3:1 Szkatuła (90+2 min.)

Rekord: Szumera – Gaudyn, Rucki, Kareta, Caputa, N. Wróblewski (22. Sz. Wróblewski), Madzia (82. Sobik), Szymański, Iwanek (71. Ciućka), Nowak, Byrtek (71. Kowalczyk)

- Gdyby mecz zakończył się po pierwszej połowie, byłoby dla nas idealnie – tak skwitował potyczkę w Pawłowicach Dariusz Mrózek, trener „rekordzistów”. Pierwsze trzy kwadranse meczu z niewygodnym dla biało-zielonych „od zawsze” ułożyło się po myśli naszego zespołu. Bielszczanie może nie zdominowali gospodarzy, ale mieli więcej aktywów w grze ofensywnej. Uwagi można zgłaszać - tylko i aż - do podbramkowej skuteczności. Okazji, by zamknąć rezultat meczu nie brakowało. Były groźne dośrodkowania, były podbramkowe spięcia, była szansa na rzut karny, gdy jeden z graczy Pniówka miał dotknąć piłki ręką, po uderzeniu Mateusza Madzi. Padł tylko jeden gol, za to rzadkiej urody. Daniel Iwanek w swoim stylu zbiegł z bocznego sektora i bez większego namysłu efektownie uderzył w dalszy róg bramki gospodarzy.

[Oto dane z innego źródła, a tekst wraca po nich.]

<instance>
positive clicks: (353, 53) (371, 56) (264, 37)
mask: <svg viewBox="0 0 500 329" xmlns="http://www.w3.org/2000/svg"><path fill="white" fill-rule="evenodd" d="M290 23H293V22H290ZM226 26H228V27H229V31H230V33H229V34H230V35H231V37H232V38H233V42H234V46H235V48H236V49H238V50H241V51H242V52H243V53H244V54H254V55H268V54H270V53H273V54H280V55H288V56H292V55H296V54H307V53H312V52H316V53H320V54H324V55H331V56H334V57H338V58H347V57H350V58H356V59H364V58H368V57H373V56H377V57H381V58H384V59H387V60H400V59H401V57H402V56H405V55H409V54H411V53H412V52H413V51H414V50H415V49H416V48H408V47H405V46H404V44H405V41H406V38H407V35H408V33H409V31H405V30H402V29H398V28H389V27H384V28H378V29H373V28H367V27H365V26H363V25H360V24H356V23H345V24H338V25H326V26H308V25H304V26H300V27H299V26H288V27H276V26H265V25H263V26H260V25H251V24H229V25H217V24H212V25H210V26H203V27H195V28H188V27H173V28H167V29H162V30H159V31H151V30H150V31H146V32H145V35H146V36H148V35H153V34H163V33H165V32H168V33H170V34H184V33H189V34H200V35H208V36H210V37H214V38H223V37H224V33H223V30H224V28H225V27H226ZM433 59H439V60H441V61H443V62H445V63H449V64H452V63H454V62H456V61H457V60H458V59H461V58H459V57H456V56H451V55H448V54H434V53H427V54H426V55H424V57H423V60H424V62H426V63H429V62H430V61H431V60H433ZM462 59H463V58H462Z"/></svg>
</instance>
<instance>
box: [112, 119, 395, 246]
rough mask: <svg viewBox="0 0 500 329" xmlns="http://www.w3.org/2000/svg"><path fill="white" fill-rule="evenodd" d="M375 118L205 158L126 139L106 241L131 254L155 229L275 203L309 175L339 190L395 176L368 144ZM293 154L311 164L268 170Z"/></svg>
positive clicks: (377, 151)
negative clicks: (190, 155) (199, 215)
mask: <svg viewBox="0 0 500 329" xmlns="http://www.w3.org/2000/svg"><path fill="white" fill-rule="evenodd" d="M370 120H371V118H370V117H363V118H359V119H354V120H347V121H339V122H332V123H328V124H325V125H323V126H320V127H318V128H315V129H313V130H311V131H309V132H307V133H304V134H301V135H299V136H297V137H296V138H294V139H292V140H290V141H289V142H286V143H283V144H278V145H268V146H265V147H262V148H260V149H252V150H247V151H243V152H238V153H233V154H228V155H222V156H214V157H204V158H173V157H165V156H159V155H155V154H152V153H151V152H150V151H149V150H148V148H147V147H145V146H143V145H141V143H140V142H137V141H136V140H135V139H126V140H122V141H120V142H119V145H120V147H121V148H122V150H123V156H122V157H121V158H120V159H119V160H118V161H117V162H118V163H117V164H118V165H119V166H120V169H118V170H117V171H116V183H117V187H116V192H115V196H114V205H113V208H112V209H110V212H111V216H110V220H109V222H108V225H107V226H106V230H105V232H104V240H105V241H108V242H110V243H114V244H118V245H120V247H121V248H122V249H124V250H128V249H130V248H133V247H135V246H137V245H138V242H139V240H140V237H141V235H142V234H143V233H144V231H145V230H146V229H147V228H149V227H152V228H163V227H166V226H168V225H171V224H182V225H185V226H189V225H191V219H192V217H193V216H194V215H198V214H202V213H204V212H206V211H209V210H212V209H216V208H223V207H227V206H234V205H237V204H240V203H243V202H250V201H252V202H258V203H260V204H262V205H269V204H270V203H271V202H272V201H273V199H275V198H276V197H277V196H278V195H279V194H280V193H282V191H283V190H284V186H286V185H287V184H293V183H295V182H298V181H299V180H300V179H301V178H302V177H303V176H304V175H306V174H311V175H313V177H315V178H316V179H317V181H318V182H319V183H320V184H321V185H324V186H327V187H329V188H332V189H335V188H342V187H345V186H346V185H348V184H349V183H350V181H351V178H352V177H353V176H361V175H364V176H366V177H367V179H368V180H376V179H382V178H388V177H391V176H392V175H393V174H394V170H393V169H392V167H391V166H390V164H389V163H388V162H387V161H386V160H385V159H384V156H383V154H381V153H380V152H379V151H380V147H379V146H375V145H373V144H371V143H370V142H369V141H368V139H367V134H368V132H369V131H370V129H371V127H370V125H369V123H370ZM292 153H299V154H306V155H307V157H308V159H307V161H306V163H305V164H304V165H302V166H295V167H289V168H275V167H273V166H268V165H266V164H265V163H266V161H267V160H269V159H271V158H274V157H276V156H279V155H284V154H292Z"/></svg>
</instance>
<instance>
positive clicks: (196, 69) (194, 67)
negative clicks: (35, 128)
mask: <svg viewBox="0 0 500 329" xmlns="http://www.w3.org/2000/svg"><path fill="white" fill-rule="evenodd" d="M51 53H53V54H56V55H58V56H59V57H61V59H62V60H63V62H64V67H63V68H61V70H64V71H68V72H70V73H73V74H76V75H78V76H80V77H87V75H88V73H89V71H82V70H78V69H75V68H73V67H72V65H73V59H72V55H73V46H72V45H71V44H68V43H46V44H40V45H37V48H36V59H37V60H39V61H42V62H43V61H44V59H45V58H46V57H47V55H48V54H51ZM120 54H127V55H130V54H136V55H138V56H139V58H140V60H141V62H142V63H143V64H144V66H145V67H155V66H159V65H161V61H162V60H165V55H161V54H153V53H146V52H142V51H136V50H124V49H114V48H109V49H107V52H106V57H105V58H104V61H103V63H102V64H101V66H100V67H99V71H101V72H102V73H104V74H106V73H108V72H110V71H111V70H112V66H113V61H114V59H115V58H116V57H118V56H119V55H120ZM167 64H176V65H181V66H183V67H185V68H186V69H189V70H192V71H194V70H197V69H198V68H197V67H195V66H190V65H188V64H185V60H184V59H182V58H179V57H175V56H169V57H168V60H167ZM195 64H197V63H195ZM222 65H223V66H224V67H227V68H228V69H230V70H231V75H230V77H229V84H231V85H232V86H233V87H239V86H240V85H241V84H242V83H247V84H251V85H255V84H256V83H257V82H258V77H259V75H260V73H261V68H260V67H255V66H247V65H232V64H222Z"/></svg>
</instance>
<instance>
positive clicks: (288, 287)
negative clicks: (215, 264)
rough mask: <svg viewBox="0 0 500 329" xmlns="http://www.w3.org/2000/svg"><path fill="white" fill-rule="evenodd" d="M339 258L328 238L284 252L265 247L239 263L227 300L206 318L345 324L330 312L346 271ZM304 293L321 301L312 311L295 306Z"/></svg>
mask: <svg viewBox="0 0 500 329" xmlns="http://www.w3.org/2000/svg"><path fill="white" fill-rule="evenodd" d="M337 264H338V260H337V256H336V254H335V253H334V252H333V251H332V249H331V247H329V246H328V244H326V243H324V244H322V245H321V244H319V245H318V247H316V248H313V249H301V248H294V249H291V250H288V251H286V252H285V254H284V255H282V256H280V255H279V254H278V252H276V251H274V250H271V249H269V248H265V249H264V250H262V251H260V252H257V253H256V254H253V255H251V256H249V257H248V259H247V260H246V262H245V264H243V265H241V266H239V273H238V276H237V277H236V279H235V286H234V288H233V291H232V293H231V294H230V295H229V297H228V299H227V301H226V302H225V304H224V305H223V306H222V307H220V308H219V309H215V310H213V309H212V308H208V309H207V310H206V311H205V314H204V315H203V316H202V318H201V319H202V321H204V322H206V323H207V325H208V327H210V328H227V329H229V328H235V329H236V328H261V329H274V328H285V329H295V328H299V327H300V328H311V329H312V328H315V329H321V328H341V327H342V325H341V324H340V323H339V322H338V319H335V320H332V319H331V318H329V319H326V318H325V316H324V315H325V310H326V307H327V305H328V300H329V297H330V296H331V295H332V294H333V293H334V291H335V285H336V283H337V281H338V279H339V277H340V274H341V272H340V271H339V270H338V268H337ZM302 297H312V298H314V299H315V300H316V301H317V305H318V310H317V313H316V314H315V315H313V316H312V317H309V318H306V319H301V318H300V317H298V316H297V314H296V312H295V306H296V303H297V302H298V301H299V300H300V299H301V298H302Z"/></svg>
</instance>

Jeszcze pierwsze minuty drugiej odsłony nie zwiastowały niczego niedobrego dla drużyny gości. Niestety pojawiły się błędy w reakcjach i ustawieniu przy tzw. stałych fragmentach dla gospodarzy. Genezy utraty gola na 1:1 należy upatrywać w rozegraniu przez graczy Pniówka rzutu wolnego. Strzał Dawida Weisa w krótki róg bramki jedynie zwieńczył łańcuszek pomyłek bielszczan. Początku trafienia Kamila Spratka łatwo doszukać się przy aucie pawłowiczan. Co gorsza, do pomyłek w ustawieniu i asekuracji doszły poważne błędy przy wyprowadzaniu piłki spod własnej bramki. Takie zagrania przypłacili przedwczesnym opuszczeniem placu gry Dariusz Rucki za tzw. faul taktyczny już przy prowadzeniu Pniówka oraz Konrad Kareta pod koniec podstawowego czasu gry, kiedy ręką zatrzymał piłkę zmierzającą do bramki. Jako, że całość tej akcji zakończyła się drugim w tym meczu upomnieniem żółtą kartką bielszczanina, goście kończyli w dziewiątkę. O ile grając w dziesięciu „rekordziści” heroicznie starali się doprowadzić do wyrównania wyniku, to po kolejnej stracie nie byli w stanie zapobiec utracie trzeciego gola, już  doliczonym czasie gry.